October 2nd, 2013, 08:17 AM
Best Data Structure for a Common Problem -- storing large strings/packets
I am storing a queue of large data elements (call them 'clobs' or packets, each of them will be about 50-60 bytes) keyed by timestamp (guaranteed to be unique), and wanted to know the best way to do this (or if it's a feasible thing to do) in C/C++.
Basically, I have a bunch of packets (can think of them as all being 50-60 byte char arrays; all ) coming in, with a guaranteed unique key of timestamp. I want to store them in FIFO order (order of increasing timestamp), and want two kinds of operations to be really fast:
1. Retrieve the packets with the lowest 3 timestamps (so valueofMinKey(), 3 times), and remove them from the queue (basically a priority queue)
2. Occasionally, we will jump into a packet by some *alternate* key (say, first 5 bits of the packet, which is also guaranteed to be unique for a subset of the elements) and change the rest of its data, *without* modifying the timestamp (basically I need a secondary key that maps into the packets, allowing me to change the rest of its data at will without modifying its primary key).
What's the best way of doing this in C++? Should I keep 2 tables?.. or perhaps store a map from long ints (timestamps) to char*'s, or string*'s but at the same time keep another fixed array of 32 string*'s pointing to the same objects which I can modify ever so often?

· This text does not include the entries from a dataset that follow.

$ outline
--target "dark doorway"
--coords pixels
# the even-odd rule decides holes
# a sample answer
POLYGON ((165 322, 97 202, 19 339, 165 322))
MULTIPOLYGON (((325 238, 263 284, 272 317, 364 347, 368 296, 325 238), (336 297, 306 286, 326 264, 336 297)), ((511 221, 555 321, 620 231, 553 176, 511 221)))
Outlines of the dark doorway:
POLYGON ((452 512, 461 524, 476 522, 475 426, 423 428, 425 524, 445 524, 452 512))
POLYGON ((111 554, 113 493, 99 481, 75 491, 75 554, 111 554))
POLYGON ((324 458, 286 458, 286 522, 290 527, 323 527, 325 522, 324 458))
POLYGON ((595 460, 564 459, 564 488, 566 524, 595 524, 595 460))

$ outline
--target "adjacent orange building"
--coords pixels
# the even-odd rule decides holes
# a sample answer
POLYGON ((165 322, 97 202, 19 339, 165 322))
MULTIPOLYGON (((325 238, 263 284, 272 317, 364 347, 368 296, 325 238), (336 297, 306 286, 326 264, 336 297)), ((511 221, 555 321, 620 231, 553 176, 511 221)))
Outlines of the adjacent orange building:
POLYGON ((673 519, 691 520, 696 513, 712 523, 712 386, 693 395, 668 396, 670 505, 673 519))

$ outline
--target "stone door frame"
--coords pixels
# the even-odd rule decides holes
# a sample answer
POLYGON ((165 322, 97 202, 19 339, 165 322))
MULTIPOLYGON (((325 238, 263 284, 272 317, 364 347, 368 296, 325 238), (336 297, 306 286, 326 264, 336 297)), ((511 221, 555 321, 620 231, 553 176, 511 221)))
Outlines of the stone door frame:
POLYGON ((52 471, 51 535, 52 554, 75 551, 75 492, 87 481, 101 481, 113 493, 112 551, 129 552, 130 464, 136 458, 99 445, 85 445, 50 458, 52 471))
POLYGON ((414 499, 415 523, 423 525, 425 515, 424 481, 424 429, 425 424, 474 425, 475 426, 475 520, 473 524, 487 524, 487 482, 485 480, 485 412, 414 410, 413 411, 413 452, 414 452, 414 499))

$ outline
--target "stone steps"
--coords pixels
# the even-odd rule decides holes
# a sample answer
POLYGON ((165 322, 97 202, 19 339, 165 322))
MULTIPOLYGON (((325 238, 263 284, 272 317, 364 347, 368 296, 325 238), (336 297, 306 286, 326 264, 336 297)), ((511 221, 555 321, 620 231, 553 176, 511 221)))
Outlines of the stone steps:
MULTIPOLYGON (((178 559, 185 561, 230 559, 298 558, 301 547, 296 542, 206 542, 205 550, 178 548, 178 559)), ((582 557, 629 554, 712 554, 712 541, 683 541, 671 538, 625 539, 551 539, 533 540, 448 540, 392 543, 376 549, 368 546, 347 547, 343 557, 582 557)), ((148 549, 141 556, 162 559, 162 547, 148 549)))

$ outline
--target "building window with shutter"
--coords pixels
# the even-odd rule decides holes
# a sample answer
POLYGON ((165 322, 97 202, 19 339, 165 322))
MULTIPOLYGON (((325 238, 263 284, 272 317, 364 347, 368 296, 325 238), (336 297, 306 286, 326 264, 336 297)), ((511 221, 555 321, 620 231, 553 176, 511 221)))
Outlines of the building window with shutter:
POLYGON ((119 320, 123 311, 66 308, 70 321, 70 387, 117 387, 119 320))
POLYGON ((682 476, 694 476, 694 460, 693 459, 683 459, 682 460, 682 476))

Is there a cleaner, faster design to maintain a priority queue which has a secondary (albeit small, 5 to 6-bit key, which can therefore have a maximum of only 32 or 64 different values)?
October 2nd, 2013, 12:49 PM
I would suggest a simple std::list to begin with, and get something working.
Before you start inventing exotic data structures, you'll need
- a finished program
- some real world test data
- and a profiler.
Only then can you work out where the real hot spots are (and not some random guess - these are almost always way off base).
Having found a hotspot, you can make careful small changes to improve things. Since you have a working program and some test data, you can quickly determine
- whether your change still works
- whether it is an improvement
If it's a simple change with a big win, you'll probably want to keep it.
If it's a complicated change (think on-going maintenance) for little benefit, you might want to discard it.